A problem arises when considering the most actively traded stocks on UK trading platforms. These include the likes of Apple and You’re here. Therefore, additional costs must be taken into account. Their research points out that regular trading in US stocks could cost up to an additional £32.67 per trade, depending on the platform used. This equates to an annual trading fee of £1,241!

This is not the end of the story. Depending on the UK broker an investor chooses, the fees for trading US stocks can vary significantly. Over a decade, the difference in fees between the most expensive and the cheapest is over £12,000!
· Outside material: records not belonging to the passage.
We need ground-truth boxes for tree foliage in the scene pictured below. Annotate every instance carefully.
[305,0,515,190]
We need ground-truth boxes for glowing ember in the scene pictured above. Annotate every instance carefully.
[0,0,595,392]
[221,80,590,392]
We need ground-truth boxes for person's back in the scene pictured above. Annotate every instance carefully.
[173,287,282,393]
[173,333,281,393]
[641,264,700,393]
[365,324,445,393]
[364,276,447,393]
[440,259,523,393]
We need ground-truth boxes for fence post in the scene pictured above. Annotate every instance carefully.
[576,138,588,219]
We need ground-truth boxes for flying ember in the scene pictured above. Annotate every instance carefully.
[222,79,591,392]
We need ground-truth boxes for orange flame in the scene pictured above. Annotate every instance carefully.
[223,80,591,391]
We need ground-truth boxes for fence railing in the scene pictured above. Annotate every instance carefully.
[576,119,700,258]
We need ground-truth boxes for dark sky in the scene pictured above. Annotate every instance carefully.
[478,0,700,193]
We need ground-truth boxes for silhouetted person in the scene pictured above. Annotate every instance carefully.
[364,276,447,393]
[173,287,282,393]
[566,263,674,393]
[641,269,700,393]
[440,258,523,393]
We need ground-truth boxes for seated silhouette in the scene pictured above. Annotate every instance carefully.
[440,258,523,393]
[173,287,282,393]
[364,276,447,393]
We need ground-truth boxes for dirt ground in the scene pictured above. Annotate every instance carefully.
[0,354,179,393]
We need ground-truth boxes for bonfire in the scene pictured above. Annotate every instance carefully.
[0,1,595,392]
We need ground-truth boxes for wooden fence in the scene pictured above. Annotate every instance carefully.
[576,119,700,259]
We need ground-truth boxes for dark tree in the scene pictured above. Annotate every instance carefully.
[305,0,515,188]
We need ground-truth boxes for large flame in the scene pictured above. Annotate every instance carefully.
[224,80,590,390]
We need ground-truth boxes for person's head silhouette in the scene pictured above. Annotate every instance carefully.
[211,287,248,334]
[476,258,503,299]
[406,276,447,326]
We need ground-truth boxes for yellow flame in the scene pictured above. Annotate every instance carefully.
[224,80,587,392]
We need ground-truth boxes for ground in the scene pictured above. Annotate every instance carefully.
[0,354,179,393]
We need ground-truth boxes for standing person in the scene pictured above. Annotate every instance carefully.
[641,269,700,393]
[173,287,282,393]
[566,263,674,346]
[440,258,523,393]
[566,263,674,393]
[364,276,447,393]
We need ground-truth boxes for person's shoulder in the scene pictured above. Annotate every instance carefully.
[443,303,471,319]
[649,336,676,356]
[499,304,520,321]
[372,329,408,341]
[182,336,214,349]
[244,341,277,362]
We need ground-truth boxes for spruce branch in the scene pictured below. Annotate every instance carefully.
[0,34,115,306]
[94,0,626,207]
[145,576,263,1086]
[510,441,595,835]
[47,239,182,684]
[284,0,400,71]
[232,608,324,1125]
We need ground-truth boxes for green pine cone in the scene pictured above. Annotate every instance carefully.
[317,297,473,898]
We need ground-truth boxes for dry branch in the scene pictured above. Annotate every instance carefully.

If it is possible to paint a more terrifying picture, then consider the position of a young investor who is trading a similar pattern over the next 40 years. They would end up paying an average of £25,660 in fees. Indeed, for one platform, the costs amount to more than £50,000!

Moral of the story

A clear conclusion that emerges from this research is how, over a lifetime of trading, fees can really add up. And often without us realizing it.

The obvious way for an investor to prevent excessive fees from derailing their investment return is to take a long-term investment approach. Indeed, that is what we advocate here at The Motley Fool.

Warren Buffett, arguably the greatest investor of all time, has a very simple strategy. His default holding period is eternal. He is not alone. Terry Smith, Fund Manager of Fund Founder summarized his investment strategy as follows: “Buy good companies, don’t overpay and do nothing”.

Applying such a simple strategy seems easy but is rarely executed well by most investors. But over long periods of time, history shows that the stock market works in an investor’s favor. As Benjamin Graham liked to say, in the short term the market is a voting machine, but in the long term it is a weighing machine.

At The Motley Fool, we advocate one of the fundamental concepts of investing, namely “staying the course”.

When opportunities to invest in quality companies arise, savvy investors seize them. They know that time is the friend of wonderful investment. By holding stocks through multiple business cycles, as well as compounding dividends, an investor minimizes fees and is more likely to increase overall returns.